Garcia offers a compelling reading of literature by female Puerto Rican writers and delineates a critical methodology that analyzes the narrative strategies these authors deploy. She identifies how these writers challenge conventional historiographies that have rendered them marginal. Garcia elucidates how these narratives redress the violence of dominant modes of historical documentation. She underscores how they can produce a healing effect for readers and also afford legitimacy to alternative epistemologies.
Using an interdisciplinary approach, Healing Memories analyzes the ways that Puerto Rican women authors use their literary works to challenge historical methodologies that have silenced the historical experiences of Puerto Rican women in the United States.
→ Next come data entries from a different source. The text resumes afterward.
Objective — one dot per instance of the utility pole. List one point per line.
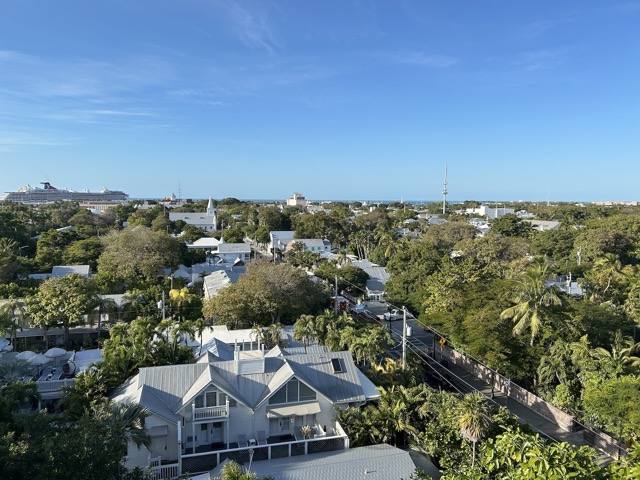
(335, 298)
(444, 191)
(404, 338)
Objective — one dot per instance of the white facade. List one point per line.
(490, 212)
(255, 399)
(207, 221)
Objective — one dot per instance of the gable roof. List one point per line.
(166, 390)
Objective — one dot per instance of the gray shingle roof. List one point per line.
(164, 390)
(375, 462)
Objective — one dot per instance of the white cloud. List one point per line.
(253, 27)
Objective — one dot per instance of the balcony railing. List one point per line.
(206, 461)
(210, 413)
(163, 472)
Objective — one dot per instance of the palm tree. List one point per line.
(304, 330)
(108, 306)
(233, 471)
(12, 314)
(554, 366)
(622, 354)
(473, 419)
(610, 268)
(16, 394)
(341, 257)
(533, 300)
(129, 417)
(178, 298)
(13, 370)
(86, 393)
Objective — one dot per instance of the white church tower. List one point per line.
(211, 212)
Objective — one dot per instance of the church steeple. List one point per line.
(211, 211)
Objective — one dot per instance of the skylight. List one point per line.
(337, 366)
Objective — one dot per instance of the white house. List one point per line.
(217, 280)
(297, 200)
(378, 277)
(218, 251)
(206, 221)
(489, 212)
(311, 244)
(62, 271)
(279, 240)
(256, 403)
(544, 225)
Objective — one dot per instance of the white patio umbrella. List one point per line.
(55, 353)
(26, 355)
(38, 359)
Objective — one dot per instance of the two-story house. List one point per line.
(264, 404)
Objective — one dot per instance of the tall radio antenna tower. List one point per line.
(444, 191)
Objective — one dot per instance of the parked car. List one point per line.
(395, 314)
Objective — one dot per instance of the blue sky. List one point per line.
(336, 99)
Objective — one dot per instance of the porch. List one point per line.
(207, 457)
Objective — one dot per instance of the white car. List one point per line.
(394, 315)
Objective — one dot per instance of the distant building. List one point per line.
(62, 271)
(489, 212)
(279, 239)
(311, 244)
(297, 200)
(206, 221)
(544, 225)
(378, 277)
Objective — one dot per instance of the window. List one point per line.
(213, 398)
(294, 391)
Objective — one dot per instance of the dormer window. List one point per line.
(293, 392)
(213, 398)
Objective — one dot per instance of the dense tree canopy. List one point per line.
(137, 254)
(267, 293)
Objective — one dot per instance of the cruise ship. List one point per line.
(48, 194)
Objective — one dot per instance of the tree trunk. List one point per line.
(473, 454)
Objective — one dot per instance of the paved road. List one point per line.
(422, 342)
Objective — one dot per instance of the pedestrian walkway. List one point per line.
(467, 382)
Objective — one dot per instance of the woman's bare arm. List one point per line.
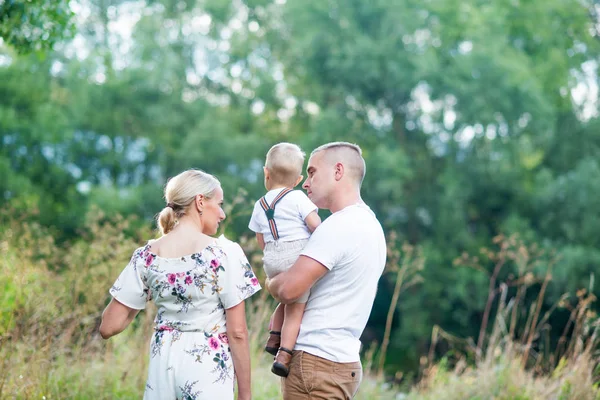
(237, 333)
(115, 318)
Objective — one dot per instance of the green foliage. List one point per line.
(468, 113)
(35, 25)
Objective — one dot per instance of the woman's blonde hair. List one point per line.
(180, 192)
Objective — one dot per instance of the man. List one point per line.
(341, 265)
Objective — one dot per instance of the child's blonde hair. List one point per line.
(285, 162)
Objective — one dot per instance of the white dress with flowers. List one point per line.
(189, 353)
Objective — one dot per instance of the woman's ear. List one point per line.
(200, 202)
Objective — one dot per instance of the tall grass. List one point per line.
(514, 359)
(51, 298)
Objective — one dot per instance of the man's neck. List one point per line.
(345, 200)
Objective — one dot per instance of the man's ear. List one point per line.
(339, 171)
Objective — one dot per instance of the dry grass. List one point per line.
(51, 298)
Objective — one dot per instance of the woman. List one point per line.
(199, 285)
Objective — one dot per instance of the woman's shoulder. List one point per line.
(227, 245)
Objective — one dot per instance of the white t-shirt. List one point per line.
(290, 213)
(351, 244)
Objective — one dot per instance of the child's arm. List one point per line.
(261, 240)
(312, 220)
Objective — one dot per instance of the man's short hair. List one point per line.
(349, 154)
(285, 162)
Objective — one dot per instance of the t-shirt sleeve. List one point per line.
(254, 225)
(305, 206)
(326, 245)
(129, 288)
(236, 278)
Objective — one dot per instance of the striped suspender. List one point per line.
(270, 211)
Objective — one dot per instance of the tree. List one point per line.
(34, 25)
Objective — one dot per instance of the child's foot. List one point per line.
(281, 365)
(273, 342)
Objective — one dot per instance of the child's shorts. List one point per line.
(280, 256)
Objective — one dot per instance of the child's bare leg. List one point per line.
(291, 324)
(289, 335)
(275, 325)
(277, 318)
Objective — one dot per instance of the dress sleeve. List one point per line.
(236, 278)
(129, 288)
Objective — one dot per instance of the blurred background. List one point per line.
(479, 122)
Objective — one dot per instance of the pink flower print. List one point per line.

Following Aurora Levins Morales’s alternative historical methodology she calls “curandera history,” this work analyzes the literary work of authors, including Aurora Levins Morales, Nicholasa Mohr, Esmeralda Santiago, and Judith Ortiz Cofer, and the ways they create medicinal histories that not only document the experiences of migrant women but also heal the trauma of their erasure from mainstream national history. Each analytical chapter focuses on the various methods used by each author including using the literary space as an archive, reclaiming memory, and (re)writing cultural history, all through a feminist lens that centers the voices and experiences of Puerto Rican women.
A much-needed intervention into the place and function of literature written by Puerto Rican women and more broadly women of color. Garcia fills a gap in the intersection between history and literary production, arguing that historical narrative must come not only from hegemonic sources--which tightly control, if not silence, these voices---but also from women of color cultural producers through memoir. Indispensable for anyone interested in women of color feminism and ethnic studies.
Elizabeth Garcia is currently teaching courses in the Feminist, Gender, & Sexuality Studies Program at Wesleyan University . She has also taught courses in Latino/a Studies with a focus on history, cultural studies, and literature.